The memory usage charts shows that the flink-serialized and kryo-serialized constantly occupy a high amount of memory (plus some objects for operation). This is due to the pre-allocation of MemorySegments. The actual memory usage is much lower, because the sort buffers are not completely filled. The following table shows the memory consumption of each method. 10 million records result in about 280 MB of binary data (object data plus pointers and sort keys) depending on the used serializer and presence and size of a binary sort key. Comparing this to the memory requirements of the object-on-heap approach we see that operating on binary data can significantly improve memory efficiency. In our benchmark more than twice as much data can be sorted in-memory if serialized into a sort buffer instead of holding it as objects on the heap.

Occupied Memory Object-on-Heap Flink-Serialized Kryo-Serialized
Sort on Integer approx. 700 MB (heap) 277 MB (sort buffer) 266 MB (sort buffer)
Sort on String approx. 700 MB (heap) 315 MB (sort buffer) 266 MB (sort buffer)

To summarize, the experiments verify the previously stated benefits of operating on binary data.

We’re not done yet! #

Apache Flink features quite a bit of advanced techniques to safely and efficiently process huge amounts of data with limited memory resources. However, there are a few points that could make Flink even more efficient. The Flink community is working on moving the managed memory to off-heap memory. This will allow for smaller JVMs, lower garbage collection overhead, and also easier system configuration.
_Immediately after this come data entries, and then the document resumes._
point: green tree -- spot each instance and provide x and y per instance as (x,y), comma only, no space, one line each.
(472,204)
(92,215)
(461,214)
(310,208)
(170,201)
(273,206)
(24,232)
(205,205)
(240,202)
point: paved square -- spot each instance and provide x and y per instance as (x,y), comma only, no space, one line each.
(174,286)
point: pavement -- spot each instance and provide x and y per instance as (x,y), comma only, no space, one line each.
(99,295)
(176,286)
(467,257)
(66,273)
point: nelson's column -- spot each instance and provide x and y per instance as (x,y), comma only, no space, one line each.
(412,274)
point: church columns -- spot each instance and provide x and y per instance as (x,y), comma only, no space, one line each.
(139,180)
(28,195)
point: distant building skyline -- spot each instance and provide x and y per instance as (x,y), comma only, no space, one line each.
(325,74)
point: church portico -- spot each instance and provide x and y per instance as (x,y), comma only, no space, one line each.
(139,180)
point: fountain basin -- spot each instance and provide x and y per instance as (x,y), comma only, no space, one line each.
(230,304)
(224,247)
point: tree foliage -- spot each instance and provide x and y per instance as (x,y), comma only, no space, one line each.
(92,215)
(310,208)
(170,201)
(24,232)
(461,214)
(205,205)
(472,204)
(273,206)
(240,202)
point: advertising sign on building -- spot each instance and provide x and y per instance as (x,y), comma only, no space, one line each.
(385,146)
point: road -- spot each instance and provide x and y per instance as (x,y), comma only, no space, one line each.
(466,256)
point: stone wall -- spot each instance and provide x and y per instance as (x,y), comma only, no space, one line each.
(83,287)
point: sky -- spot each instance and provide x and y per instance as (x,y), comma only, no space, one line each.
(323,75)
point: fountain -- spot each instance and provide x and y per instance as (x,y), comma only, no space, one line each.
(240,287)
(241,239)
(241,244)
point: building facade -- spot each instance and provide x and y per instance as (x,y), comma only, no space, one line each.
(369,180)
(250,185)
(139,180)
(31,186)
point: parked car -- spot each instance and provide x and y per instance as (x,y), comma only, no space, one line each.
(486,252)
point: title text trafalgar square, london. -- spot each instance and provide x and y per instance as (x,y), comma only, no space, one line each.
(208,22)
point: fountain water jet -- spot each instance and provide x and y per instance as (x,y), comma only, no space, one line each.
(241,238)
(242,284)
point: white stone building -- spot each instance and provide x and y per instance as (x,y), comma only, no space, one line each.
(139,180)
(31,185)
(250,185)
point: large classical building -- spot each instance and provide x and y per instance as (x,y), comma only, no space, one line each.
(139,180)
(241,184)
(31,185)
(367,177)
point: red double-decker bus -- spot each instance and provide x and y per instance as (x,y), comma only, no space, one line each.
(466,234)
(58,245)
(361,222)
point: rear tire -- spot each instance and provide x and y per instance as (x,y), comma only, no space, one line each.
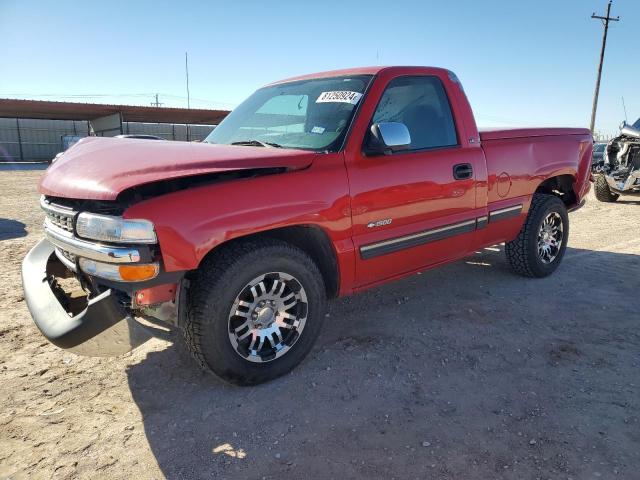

With Flink’s Table API, the semantics of all operations such as aggregations and projections are known (in contrast to black-box user-defined functions). Hence we can generate code for Table API operations that directly operates on binary data. Further improvements include serialization layouts which are tailored towards the operations that are applied on the binary data and code generation for serializers and comparators.

The groundwork (and a lot more) for operating on binary data is done but there is still some room for making Flink even better and faster. If you are crazy about performance and like to juggle with lot of bits and bytes, join the Flink community!

TL;DR; Give me three things to remember! #

  • Flink’s active memory management avoids nasty OutOfMemoryErrors that kill your JVMs and reduces garbage collection overhead.
  • Flink features a highly efficient data de/serialization stack that facilitates operations on binary data and makes more data fit into memory.
  • Flink’s DBMS-style operators operate natively on binary data yielding high performance in-memory and destage gracefully to disk if necessary.